The Quiet Pulse of What Once Was

There are days. The quiet, bittersweet ones, when I miss coaching track with a kind of holy ache. Not just the whistle and making small adjustments to relay exchanges, or the monastic obsession with technique, but the entire absurd religion of it. The cathedral of the track, where sermons were preached in sweat, in muscles that felt like they pumped battery acid and PRs eked out by the grace of biomechanical nano-adjustments and sheer human will. Coaching wasn’t just work. It was devotion. A stubborn, beautiful masochism. It was my own personal evolution.

Over the years I was able to observe the athletes ridiculous optimism as well as stand by them in solidarity after tough losses. It was their unwavering trust and their savage work ethic that kept us both moving forward. They were machines, but not in the soulless way. They were sentient engines of obsession, building themselves one gear at a time, breakdown by breakdown, over months and years, just to have a chance at one transcendent moment.

It was madness.

But mostly, it was magnificent.

I miss the relationships forged in the furnace of training. The silent nods after brutal reps. The tears shed in training returning from an injury. The trust built not in words but in the shared sacred ritual of doing hard things, together, day after day. We spent years dancing with defeat, flirting with greatness, all for the opportunity to be the best. It wasn’t glamorous. It was an absurd, glorious toil.

You don’t build bonds like that by accident. You earn them in the deep end of failure, in the ragged breath of a rep no one wanted to do but everyone did anyway. There’s an intimacy in shared pursuit that most people will never experience because they’re simply unwilling to trust themselves to go for it. And when it works, when an athlete finally breaks through, it’s as if the soul steps forward, unburdened by the weight of the world, and dares to be seen. Those moments of glory are for the few. And I was blessed by the Divine to have athletes that believed enough in themselves, and in me, to see the few transform into many.

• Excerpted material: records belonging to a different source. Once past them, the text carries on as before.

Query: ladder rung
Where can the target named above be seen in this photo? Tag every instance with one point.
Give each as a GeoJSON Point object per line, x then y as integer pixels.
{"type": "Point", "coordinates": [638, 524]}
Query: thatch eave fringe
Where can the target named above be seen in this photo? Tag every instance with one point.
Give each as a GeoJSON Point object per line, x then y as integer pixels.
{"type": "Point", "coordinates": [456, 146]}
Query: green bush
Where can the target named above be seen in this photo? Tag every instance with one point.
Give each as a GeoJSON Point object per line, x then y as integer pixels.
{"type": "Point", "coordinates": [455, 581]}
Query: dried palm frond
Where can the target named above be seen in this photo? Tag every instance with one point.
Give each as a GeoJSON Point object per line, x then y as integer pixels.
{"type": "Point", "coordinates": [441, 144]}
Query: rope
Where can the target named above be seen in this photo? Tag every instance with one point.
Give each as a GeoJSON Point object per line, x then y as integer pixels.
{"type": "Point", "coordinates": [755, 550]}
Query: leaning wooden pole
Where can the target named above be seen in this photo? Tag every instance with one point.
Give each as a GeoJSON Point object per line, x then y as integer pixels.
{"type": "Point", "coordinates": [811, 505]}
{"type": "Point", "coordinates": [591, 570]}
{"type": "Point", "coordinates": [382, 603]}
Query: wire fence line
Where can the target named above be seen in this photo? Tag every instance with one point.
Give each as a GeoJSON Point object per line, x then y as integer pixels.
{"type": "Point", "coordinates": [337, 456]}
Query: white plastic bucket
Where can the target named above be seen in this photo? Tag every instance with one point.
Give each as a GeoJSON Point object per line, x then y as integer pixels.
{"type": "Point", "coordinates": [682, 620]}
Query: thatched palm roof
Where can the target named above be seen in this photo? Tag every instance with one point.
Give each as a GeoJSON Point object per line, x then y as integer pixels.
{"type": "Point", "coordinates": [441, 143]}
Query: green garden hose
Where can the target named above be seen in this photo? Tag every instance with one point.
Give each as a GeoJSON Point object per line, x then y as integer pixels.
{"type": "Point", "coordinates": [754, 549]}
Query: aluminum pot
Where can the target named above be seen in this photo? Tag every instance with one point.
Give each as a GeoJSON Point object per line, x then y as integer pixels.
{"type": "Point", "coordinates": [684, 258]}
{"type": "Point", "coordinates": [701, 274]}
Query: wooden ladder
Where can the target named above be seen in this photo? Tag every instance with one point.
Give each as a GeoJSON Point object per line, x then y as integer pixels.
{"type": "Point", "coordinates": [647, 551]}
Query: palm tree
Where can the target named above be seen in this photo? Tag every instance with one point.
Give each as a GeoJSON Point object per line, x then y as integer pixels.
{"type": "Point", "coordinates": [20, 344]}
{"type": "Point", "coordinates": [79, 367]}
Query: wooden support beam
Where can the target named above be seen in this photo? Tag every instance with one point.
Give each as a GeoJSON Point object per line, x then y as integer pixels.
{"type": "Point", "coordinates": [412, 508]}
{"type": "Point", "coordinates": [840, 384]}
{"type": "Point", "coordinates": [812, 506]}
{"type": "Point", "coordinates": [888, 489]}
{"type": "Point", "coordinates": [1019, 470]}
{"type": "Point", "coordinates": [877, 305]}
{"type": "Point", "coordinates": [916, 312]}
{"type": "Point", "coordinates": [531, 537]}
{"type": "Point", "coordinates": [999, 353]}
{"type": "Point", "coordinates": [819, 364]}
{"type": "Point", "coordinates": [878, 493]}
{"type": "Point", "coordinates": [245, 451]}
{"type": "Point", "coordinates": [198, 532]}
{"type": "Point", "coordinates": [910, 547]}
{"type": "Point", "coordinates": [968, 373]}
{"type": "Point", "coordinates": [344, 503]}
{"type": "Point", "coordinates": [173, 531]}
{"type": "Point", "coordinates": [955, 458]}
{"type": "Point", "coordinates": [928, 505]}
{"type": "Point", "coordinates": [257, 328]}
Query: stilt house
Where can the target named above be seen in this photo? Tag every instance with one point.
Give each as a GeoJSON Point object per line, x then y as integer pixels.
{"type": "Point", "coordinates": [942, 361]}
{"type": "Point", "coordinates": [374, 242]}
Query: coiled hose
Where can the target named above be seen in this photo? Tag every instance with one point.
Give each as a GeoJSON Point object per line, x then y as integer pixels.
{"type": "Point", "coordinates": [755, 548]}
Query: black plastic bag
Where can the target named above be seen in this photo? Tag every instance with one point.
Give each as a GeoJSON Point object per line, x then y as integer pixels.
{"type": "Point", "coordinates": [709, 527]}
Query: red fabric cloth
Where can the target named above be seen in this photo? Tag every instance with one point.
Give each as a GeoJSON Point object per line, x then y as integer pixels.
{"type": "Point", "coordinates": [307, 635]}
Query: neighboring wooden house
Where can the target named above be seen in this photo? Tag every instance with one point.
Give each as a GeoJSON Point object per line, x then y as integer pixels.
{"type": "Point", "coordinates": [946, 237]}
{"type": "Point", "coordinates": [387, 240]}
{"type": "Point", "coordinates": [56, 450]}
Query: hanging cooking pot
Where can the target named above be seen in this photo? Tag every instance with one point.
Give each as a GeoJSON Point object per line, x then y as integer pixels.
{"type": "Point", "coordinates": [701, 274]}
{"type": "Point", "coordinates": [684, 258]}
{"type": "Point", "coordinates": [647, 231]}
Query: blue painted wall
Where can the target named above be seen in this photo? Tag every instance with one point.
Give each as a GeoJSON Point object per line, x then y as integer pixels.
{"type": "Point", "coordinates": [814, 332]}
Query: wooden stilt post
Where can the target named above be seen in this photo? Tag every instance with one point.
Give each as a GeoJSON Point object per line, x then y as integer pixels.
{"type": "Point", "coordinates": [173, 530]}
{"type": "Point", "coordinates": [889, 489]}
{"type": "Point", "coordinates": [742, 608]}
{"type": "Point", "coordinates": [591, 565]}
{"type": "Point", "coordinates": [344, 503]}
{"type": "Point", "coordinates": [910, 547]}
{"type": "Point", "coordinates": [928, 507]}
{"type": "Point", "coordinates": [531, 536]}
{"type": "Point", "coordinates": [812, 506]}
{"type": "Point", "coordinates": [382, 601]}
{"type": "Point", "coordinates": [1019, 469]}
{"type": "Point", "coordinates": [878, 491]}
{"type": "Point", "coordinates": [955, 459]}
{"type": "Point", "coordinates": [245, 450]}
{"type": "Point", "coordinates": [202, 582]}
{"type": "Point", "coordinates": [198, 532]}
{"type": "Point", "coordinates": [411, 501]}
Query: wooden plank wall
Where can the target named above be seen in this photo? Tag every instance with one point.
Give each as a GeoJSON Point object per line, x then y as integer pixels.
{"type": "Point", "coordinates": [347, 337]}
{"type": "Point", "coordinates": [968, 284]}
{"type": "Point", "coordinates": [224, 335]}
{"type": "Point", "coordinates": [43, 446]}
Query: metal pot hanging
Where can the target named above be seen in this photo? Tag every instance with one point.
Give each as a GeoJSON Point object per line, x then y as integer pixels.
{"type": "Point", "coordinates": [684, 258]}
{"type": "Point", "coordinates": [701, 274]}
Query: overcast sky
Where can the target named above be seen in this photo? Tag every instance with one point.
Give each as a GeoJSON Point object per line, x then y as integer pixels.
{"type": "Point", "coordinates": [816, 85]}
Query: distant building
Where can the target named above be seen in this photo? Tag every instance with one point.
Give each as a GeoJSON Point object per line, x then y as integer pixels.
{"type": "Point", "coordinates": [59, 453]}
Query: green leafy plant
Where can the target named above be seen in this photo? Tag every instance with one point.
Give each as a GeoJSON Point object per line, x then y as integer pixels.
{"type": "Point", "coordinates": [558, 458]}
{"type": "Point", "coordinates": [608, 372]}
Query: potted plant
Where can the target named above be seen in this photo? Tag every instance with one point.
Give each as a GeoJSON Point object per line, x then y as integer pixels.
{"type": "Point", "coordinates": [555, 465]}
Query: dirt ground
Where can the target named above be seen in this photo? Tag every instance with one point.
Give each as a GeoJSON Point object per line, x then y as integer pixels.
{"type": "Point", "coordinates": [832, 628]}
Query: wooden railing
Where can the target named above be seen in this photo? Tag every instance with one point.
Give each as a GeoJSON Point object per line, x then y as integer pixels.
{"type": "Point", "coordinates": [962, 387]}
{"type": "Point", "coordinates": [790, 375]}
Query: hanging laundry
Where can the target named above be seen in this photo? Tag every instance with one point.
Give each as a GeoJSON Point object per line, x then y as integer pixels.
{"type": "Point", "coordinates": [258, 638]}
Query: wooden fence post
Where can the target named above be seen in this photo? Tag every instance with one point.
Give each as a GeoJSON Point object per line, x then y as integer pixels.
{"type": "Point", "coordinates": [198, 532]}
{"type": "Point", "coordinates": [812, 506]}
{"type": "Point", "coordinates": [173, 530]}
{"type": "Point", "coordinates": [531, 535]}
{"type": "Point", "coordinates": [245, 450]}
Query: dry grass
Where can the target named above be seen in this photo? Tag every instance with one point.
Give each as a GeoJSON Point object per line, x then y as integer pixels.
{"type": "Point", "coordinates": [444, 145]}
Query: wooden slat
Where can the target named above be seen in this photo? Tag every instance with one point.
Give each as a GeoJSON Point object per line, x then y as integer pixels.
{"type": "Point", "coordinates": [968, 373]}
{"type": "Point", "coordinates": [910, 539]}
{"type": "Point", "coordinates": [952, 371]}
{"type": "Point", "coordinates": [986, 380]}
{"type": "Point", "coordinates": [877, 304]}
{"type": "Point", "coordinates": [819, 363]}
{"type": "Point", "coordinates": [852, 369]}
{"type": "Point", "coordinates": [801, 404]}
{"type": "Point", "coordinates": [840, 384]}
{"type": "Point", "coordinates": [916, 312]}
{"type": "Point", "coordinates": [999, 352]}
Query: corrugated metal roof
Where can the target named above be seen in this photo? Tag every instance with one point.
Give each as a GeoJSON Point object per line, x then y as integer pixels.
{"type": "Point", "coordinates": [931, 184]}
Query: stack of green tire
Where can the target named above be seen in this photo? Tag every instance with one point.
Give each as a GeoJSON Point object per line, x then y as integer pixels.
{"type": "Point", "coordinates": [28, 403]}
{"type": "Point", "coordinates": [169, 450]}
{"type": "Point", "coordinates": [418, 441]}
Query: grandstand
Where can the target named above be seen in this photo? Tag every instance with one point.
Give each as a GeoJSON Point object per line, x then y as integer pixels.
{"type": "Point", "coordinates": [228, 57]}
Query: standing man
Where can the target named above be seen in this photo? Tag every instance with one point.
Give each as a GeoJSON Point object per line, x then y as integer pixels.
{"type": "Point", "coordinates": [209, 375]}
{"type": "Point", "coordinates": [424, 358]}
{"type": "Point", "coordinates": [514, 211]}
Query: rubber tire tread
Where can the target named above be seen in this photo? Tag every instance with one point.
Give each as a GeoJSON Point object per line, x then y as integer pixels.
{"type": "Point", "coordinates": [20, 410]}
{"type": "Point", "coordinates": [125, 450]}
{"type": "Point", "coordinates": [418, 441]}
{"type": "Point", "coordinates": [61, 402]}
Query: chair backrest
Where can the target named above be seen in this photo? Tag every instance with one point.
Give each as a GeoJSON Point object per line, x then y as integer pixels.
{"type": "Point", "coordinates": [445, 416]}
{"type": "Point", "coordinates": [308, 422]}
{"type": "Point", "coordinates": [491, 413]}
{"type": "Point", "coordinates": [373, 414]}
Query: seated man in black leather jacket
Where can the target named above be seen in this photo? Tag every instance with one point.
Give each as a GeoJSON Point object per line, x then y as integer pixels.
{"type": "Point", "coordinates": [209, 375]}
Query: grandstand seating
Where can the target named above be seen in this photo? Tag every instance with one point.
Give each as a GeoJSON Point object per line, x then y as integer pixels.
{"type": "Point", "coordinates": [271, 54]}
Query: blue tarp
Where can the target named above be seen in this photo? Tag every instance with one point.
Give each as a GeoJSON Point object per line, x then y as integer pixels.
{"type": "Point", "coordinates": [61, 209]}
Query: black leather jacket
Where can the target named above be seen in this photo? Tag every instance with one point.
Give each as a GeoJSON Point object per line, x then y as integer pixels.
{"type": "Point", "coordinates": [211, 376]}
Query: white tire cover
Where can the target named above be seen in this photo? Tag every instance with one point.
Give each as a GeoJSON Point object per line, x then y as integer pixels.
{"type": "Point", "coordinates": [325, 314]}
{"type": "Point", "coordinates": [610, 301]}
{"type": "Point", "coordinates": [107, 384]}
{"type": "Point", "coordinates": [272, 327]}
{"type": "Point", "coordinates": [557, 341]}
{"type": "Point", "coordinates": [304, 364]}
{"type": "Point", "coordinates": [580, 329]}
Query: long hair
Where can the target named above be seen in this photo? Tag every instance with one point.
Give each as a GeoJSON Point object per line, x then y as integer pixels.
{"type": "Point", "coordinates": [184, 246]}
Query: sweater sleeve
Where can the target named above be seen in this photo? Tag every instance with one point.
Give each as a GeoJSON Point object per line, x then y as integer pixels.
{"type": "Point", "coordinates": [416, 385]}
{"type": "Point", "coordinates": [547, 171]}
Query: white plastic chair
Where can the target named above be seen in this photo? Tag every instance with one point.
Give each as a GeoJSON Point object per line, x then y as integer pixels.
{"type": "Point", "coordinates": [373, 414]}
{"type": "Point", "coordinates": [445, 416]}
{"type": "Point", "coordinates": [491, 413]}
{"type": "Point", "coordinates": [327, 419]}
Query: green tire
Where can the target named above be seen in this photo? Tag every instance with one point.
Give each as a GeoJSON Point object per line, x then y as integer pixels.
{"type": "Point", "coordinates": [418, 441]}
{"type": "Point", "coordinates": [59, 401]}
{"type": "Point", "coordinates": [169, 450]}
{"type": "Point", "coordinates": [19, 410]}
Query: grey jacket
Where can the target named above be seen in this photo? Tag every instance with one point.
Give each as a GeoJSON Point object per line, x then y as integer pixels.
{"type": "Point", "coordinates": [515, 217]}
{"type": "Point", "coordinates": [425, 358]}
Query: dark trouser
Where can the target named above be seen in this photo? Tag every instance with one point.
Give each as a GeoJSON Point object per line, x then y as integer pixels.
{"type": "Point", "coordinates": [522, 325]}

Now, as I’m on the outside looking in, I find myself in a strange kind of grief. Not the loud, obvious kind. No, this grief is subtle, steeped in gratitude, wrapped in the quiet knowing that the chapter has been closed. This grief has build a home in my soul in the way I watch athletes get in the blocks and think, “Damn. They’re leaving time on the clock. If I could only get a few sessions with them.” I still feel it. Like its the muscle memory of a passion that has no destination to land.

I miss it.

I miss all of it.

I miss seeing athletes pour all of their being into an unreasonably difficult pursuit, fueled by belief, and confidence, and something that looked a lot like love.

I miss the days watching athletes trust the process fully, no questions asked. They were steady metronomes of purpose.

I miss watching them become more than they thought they could be.

I miss being the shepherd of that chaos.

I miss my fellow coaches I was blessed to learn from and collaborate with. The ones who spoke in the same fluent obsession as I did, those who measured time in training cycles and moral victories, who knew that real mentorship often looked more like getting in the mud with them rather than pulling them out.. We were monks of athletic development in mismatched gear, trading gospel over split times and the nuances of technique. We were united not by ambition alone, but by an unspoken oath to give enough space for meaning to rise from the work. In those years we were the craftsmen behind the scenes. With them I felt accepted for who I was, in ways words never quite suffice.

Coaching lived beyond the confines of reason, fueled by something turbulent. In all of it’s beautiful madness, I found communion with athletes who gave me their trust when I had only conviction to offer. They let me into the sacred architecture of their ambition. They allowed me see them hope, break, and rebuild. Not just their bodies, but something quieter, deeper; in their belief in themselves and of each other.

And they loved me back. Not in grand gestures, but in the way they listened when it mattered, in how they showed up when it would’ve been easier not to, in how they carried the work like it meant something. Because it did.

That kind of mutual trust is rare. It forms like roots do. Under the warmth of the sun as well as storms. Tangled in the depths of the soil. Woven together by shared purpose and the quiet pull of belief.

I don’t take that lightly. I never have. That is the part that still lives in my soul today, thumping like a pulse, quiet but constant.

I am forever grateful for those years. Those days and those athletes shaped me as much as I shaped them. Chiseling away my ego, dialing in on my purpose, teaching me that dedication is a two way mirror. I am who I am today because they were vulnerable enough to allow me to walk beside their flame and in doing so, they lit my own.